You walk across the gym floor

only this time you're not in gym clothes.

You're in a black romper you bought earlier this week

even though not a single person can see it under the gown.

You did your hair yesterday so it would be ready for today

but now it's getting covered by the cap you’re wearing.

You find your seat on the stage

next to kids you've gotten to know

and you all sit there at the ceremony.

Forty-five minutes feel like hours

as you listen to your principal call out names.

Then they call out yours.

You shake their hand and start walking across the stage

and just like that it's over.

They keep asking you, "How does it feel?"

don't they?

But you don't feel different,

do you?

Life doesn’t change after graduating,

the only thing that changes is not going to school every day.
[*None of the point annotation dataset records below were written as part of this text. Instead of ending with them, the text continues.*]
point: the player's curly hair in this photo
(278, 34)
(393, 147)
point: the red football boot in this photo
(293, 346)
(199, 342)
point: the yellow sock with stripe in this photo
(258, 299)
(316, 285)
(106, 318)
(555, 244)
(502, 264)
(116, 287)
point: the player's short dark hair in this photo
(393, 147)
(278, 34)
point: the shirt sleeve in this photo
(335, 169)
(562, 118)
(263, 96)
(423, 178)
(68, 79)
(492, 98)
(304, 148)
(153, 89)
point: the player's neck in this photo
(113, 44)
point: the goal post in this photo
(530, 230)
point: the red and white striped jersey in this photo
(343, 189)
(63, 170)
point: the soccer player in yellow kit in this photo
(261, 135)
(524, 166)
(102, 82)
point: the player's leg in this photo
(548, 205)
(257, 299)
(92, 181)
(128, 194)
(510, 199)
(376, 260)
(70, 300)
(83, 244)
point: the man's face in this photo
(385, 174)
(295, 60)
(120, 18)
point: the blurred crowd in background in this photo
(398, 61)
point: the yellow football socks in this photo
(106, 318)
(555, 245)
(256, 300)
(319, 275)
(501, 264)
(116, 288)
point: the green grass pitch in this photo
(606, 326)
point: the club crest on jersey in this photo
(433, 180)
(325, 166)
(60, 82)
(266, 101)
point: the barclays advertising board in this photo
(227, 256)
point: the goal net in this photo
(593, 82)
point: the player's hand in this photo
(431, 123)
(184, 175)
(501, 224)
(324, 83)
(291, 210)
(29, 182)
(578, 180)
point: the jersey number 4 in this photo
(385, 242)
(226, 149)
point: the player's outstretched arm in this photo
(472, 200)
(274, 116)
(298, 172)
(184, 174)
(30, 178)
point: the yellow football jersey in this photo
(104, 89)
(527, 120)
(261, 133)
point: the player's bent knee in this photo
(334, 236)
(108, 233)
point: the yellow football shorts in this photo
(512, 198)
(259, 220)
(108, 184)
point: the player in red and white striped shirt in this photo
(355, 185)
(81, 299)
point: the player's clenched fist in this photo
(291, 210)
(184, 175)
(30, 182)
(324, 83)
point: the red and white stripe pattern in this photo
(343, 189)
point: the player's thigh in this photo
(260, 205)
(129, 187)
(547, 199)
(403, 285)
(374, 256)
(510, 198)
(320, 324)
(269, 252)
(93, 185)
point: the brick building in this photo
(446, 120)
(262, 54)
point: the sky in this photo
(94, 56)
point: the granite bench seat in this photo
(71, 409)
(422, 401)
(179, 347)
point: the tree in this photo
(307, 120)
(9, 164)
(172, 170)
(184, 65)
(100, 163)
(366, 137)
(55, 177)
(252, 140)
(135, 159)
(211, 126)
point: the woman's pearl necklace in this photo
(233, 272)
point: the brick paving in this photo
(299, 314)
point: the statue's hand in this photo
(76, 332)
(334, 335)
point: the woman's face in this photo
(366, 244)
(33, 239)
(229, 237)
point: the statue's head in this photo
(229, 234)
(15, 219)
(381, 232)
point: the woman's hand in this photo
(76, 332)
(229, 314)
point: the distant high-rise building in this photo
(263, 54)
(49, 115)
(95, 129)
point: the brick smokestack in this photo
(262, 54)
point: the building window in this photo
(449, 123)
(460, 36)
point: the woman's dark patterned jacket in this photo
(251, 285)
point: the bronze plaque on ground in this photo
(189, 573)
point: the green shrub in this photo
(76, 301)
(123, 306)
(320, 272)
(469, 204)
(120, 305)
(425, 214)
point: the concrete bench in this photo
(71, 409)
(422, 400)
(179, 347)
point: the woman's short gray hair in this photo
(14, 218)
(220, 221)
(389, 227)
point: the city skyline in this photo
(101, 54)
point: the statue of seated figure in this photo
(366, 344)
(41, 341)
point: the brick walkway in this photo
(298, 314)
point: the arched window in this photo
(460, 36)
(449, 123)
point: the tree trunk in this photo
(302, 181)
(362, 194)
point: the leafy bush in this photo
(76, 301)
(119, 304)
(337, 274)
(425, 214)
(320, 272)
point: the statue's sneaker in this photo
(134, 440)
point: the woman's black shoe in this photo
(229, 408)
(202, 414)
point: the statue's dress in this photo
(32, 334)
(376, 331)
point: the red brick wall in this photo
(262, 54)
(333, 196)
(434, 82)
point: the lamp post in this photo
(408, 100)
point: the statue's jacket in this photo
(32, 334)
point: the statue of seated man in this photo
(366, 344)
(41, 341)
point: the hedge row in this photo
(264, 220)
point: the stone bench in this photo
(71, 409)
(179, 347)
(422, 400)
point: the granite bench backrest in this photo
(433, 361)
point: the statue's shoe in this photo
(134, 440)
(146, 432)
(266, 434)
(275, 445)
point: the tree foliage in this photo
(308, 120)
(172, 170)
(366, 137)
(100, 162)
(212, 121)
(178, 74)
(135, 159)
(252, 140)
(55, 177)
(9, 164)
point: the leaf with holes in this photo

Now instead of going to school you go to a job,

a job that, in September, will pay for college.

Yeah, life is still the same after graduating.
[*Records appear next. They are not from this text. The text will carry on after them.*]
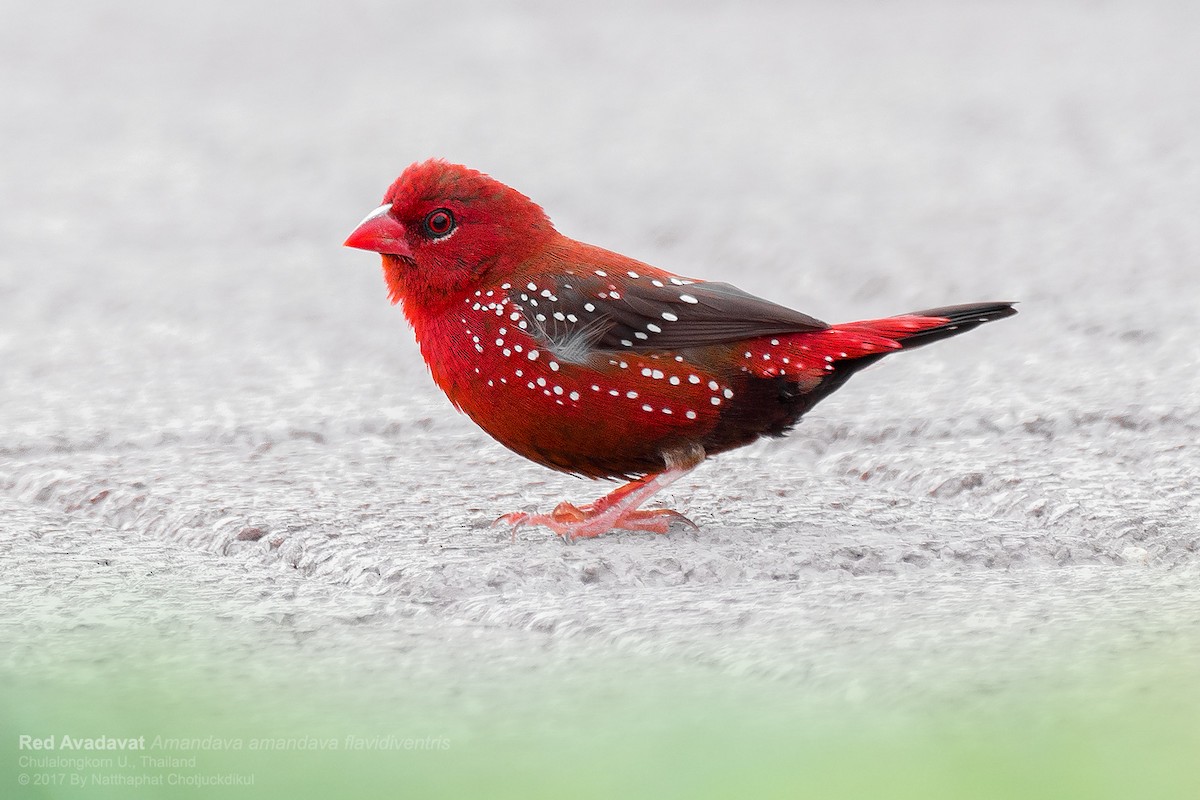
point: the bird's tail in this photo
(931, 325)
(823, 360)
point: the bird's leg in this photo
(618, 509)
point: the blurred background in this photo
(233, 504)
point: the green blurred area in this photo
(646, 728)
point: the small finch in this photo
(591, 362)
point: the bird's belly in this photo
(607, 414)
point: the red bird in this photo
(589, 362)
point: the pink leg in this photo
(618, 509)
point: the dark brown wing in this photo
(645, 313)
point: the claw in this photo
(616, 510)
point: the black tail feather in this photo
(960, 319)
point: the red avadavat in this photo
(591, 362)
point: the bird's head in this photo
(444, 229)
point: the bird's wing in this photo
(648, 312)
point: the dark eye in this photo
(438, 223)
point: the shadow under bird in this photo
(591, 362)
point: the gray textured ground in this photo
(214, 427)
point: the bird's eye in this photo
(438, 223)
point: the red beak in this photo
(381, 233)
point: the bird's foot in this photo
(592, 519)
(618, 509)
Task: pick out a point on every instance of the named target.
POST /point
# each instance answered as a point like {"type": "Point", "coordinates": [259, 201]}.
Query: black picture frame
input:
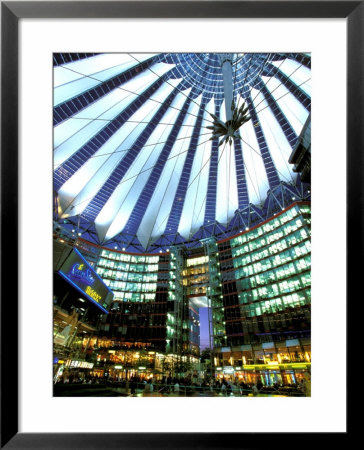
{"type": "Point", "coordinates": [11, 12]}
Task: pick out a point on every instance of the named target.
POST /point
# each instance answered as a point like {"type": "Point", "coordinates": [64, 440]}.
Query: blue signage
{"type": "Point", "coordinates": [80, 275]}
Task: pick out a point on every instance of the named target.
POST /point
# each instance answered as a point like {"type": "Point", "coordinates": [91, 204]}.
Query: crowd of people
{"type": "Point", "coordinates": [188, 386]}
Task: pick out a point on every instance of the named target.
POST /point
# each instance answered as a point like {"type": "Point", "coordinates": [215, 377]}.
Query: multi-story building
{"type": "Point", "coordinates": [184, 183]}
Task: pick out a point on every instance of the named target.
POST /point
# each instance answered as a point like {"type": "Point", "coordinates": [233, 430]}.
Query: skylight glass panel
{"type": "Point", "coordinates": [116, 212]}
{"type": "Point", "coordinates": [296, 72]}
{"type": "Point", "coordinates": [278, 144]}
{"type": "Point", "coordinates": [294, 111]}
{"type": "Point", "coordinates": [156, 216]}
{"type": "Point", "coordinates": [79, 190]}
{"type": "Point", "coordinates": [73, 133]}
{"type": "Point", "coordinates": [255, 173]}
{"type": "Point", "coordinates": [97, 71]}
{"type": "Point", "coordinates": [195, 200]}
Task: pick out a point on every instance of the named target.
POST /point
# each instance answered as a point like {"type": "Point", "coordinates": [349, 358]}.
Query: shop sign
{"type": "Point", "coordinates": [77, 271]}
{"type": "Point", "coordinates": [79, 364]}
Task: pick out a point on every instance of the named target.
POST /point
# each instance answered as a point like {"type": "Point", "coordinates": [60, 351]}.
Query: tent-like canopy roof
{"type": "Point", "coordinates": [136, 164]}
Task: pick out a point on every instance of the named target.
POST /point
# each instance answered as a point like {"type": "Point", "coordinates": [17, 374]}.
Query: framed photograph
{"type": "Point", "coordinates": [158, 193]}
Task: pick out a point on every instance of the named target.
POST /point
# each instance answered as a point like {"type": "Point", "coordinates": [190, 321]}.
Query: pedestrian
{"type": "Point", "coordinates": [223, 389]}
{"type": "Point", "coordinates": [176, 387]}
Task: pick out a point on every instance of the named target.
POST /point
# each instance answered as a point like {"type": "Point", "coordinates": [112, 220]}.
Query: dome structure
{"type": "Point", "coordinates": [154, 150]}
Just like how it was the same after turning sixteen,

and seventeen,

and eighteen.

At first nothing really changes.

Life still goes on being life.

Day by day, week by week, year by year.

If you decide to look at it that way.

You can look at it as never really changing

or you could look at it as having new meaning.

A new purpose or challenge.

When you think about it,

life really is like a book.

You meet new characters,

and say goodbye to characters.

You start chapters,

you finish chapters,

and each chapter holds a meaning,

a lesson,

an event,

or something to remember.

But in between the chapters,

and the lessons,

and the events,

you start the transition to the next one.
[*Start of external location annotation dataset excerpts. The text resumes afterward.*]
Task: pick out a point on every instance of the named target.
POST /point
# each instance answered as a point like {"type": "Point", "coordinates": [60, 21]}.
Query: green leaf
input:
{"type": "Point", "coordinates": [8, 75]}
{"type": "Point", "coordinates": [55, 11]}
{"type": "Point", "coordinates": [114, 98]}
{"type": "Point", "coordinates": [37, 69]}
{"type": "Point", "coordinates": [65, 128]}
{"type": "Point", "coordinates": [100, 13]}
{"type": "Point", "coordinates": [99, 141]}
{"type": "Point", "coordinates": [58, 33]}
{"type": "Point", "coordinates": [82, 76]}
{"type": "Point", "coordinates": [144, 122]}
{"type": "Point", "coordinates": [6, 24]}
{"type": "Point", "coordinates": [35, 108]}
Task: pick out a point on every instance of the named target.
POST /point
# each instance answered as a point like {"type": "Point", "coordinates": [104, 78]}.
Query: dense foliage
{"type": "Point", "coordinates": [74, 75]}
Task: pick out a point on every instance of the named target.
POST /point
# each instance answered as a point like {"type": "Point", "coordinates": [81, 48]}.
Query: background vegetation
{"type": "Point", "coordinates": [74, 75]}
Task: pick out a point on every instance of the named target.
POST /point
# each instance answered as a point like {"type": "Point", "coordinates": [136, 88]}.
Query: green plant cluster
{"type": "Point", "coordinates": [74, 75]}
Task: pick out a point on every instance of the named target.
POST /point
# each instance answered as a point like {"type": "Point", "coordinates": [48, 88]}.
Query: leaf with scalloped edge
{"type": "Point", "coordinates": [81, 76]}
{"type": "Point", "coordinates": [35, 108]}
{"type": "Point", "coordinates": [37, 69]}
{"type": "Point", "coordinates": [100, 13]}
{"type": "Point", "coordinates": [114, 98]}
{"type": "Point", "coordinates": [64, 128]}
They made transitions sound obsolete in school,

but they’re not.

They're the days that seem average

and end up starting your new adventure.

The days that you just get up and go to work

are the days that progress you forward.

Transitions are often overlooked in books,

not by the author but the reader.

Yet they're just as important as the rest of the story.

Holding key events that build the character,

Or the climax.

The transitions, or average days,

are what make the events so special

and the plot twists more extravagant.

I wish I would have known that after graduating,

that the average days are the most important.

So far I’ve had a month of average days,

but I sit here and reminisce about them,

All of them.

The days I cried,

whether about paying for college,

Or laughing too hard at my mom’s joke.

The days I sat in the driver's seat,

listening to my music as loud as it could go.

The days I sat in the passenger's seat,

with my head out the window.

The days I couldn’t move,

because life was too heavy.

And the days I ached for more,

because life wasn’t heavy enough.

All the days that we will forget.

They’re the days that make us who we are.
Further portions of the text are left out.